I found Project Origami: Activities for Exploring Mathematics in my university's library the other day and quickly FUBAR'd (folded-up beyond all recognition) the couple sheets of paper I had with me at the time.
I showed the book to a couple friends who have studied some topology, and we looked at one project with the goal of creating a double torus out of paper. Apparently, it's possible to make one out of an octagon of the infinitely stretchable material of topology-land following a diagram like this:

Just connect the edges labelled with the same letters so that the arrows point the same way, and there's a double torus.
I had trouble conceptualizing how the surface contorted in 3-space, even though I could understand why joining an octagon's edges like that makes a double torus (two single torus diagrams joined at a corner, stretched into a diagonal of the octagon).
My question is: what can I do to improve my conceptual understanding of what's going on?

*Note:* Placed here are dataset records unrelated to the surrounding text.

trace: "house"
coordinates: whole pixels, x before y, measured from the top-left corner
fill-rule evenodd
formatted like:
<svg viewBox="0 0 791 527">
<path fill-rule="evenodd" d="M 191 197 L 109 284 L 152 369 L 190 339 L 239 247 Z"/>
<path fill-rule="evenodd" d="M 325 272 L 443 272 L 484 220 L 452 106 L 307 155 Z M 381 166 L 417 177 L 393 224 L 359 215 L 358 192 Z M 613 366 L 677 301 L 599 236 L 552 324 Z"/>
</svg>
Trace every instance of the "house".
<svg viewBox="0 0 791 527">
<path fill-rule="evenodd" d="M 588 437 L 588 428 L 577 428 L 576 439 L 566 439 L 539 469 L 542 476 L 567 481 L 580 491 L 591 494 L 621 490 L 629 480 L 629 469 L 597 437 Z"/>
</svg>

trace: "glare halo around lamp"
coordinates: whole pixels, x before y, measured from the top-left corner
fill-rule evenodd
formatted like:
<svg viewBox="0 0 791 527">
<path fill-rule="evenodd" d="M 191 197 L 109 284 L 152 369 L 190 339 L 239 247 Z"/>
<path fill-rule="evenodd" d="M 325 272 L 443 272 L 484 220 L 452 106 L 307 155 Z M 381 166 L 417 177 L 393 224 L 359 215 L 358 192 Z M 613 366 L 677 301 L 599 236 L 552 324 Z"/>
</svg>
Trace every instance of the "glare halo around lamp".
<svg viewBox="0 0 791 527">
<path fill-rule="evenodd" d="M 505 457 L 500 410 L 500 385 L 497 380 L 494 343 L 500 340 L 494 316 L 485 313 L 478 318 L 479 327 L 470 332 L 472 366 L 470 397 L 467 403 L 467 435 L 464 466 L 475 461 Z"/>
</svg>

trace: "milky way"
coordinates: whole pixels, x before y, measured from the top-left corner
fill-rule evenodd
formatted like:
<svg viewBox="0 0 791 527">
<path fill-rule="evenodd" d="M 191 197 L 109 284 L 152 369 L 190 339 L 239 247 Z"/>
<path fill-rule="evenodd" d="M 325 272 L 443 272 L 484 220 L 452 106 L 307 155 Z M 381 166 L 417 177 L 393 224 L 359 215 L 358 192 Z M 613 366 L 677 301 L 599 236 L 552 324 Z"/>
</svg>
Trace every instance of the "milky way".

If I didn't know what a single torus diagram looked like, I'd have no clue what the octagon diagram was creating.
Is there some kind of software that will let me play around with infinitely-stretchable material and join edges?
Anywhere I can order really stretchy origami paper?
I'm no topologist, I just like to sketch things.
We know that the $ca$ loop can be pinched apart like that because the endpoints of the other $a$ and $c$ segments are identified already.
Now it just remains to attach two handles to connect $a$ to $a$ and $c$ to $c$.